CTRX-associated pseudolithiasis is usually asymptomatic and reversible after the discontinuation of CTRX (16). Therefore, failure to diagnose pseudolithiasis may lead to unnecessary treatment. However, complications such as cholecystitis, cholangitis, and pancreatitis can occur, which may require biliary drainage (5) and surgical resection (6). When discontinuation of CTRX does not improve the symptoms, treatment according to the condition is needed.

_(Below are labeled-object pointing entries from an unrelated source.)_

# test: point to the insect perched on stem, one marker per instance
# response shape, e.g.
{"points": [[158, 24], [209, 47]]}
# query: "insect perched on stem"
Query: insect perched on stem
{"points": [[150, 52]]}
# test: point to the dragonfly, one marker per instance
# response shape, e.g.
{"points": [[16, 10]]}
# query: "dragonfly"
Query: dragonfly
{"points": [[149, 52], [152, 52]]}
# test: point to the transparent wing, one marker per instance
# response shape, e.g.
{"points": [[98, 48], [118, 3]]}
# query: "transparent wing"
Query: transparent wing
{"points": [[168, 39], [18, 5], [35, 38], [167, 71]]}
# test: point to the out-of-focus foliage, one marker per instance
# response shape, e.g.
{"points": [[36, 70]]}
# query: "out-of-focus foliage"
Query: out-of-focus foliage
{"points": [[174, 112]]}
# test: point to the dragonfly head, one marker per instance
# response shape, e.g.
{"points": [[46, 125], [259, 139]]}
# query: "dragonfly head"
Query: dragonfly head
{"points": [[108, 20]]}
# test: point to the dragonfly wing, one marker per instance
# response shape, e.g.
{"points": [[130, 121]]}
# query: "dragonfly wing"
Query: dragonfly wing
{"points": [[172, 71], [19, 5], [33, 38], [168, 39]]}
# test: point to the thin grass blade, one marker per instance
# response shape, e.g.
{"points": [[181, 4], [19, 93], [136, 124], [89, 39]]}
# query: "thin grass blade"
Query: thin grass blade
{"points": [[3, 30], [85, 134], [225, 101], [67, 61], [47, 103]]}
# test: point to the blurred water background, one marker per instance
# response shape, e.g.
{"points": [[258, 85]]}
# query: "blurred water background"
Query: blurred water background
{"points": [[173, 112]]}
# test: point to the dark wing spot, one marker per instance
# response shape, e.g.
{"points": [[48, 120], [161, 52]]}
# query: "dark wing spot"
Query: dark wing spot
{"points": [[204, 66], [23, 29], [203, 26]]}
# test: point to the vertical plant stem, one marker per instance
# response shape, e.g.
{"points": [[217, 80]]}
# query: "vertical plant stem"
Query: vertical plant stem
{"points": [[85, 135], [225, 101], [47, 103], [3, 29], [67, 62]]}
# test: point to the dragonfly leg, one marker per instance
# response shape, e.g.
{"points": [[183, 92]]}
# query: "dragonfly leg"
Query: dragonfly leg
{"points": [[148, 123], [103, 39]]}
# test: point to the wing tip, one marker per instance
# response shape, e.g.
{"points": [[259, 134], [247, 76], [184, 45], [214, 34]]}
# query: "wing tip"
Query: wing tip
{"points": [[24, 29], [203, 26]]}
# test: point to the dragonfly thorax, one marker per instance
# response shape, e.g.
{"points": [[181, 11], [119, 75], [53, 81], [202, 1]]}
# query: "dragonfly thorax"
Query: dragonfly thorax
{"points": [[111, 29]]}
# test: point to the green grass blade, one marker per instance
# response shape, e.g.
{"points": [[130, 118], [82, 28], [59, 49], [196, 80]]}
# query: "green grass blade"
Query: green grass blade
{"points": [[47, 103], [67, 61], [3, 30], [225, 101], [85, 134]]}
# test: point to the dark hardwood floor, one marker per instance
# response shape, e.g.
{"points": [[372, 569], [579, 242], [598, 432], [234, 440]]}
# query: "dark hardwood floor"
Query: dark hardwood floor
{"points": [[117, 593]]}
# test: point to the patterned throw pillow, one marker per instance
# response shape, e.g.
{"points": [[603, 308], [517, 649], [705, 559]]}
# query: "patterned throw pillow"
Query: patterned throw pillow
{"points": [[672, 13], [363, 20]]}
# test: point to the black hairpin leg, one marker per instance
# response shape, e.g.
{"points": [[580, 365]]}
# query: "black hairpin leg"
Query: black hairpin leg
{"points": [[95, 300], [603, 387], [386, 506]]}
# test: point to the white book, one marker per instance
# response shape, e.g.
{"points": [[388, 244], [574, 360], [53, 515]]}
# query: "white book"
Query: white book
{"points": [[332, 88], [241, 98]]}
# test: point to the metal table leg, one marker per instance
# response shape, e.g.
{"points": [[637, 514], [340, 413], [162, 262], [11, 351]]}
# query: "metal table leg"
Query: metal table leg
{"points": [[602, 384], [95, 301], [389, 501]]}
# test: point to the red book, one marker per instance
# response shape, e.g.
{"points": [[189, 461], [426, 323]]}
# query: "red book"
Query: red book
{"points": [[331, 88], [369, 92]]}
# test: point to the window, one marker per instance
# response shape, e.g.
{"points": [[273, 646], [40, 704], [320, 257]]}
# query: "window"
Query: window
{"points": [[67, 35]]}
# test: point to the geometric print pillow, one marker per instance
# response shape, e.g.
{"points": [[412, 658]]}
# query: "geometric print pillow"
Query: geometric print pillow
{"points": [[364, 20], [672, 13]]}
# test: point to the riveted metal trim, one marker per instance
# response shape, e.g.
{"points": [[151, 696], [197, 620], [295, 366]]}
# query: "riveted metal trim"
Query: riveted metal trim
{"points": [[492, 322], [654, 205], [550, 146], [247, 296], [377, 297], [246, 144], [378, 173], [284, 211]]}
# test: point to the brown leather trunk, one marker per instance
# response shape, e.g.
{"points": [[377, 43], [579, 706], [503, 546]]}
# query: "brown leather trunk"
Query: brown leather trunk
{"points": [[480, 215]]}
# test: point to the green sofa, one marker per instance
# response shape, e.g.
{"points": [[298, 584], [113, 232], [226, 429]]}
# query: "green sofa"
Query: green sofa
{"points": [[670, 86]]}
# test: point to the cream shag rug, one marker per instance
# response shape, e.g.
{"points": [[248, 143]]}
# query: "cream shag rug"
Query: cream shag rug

Clinicians should consider pseudolithiasis when abdominal symptoms appear or when elevated biliary system enzymes are detected and should provide prompt and appropriate treatment. In the present study, we found 1 case of cholangitis requiring biliary drainage via ERCP (4%, 1/24). Pseudolithiasis mainly showed a high-density sludge pattern on CT (17). Most of the pseudolithiasis cases found in this study showed a sludge pattern, and the stone extracted by ERCP also showed a sludge-like appearance. Although less common than pseudolithiasis, the formation of nephrolithiasis is also a notable complication during treatment with CTRX (18). The incidence of nephrolithiasis, including small asymptomatic stones, is reported to be 0.6-8.3% (19).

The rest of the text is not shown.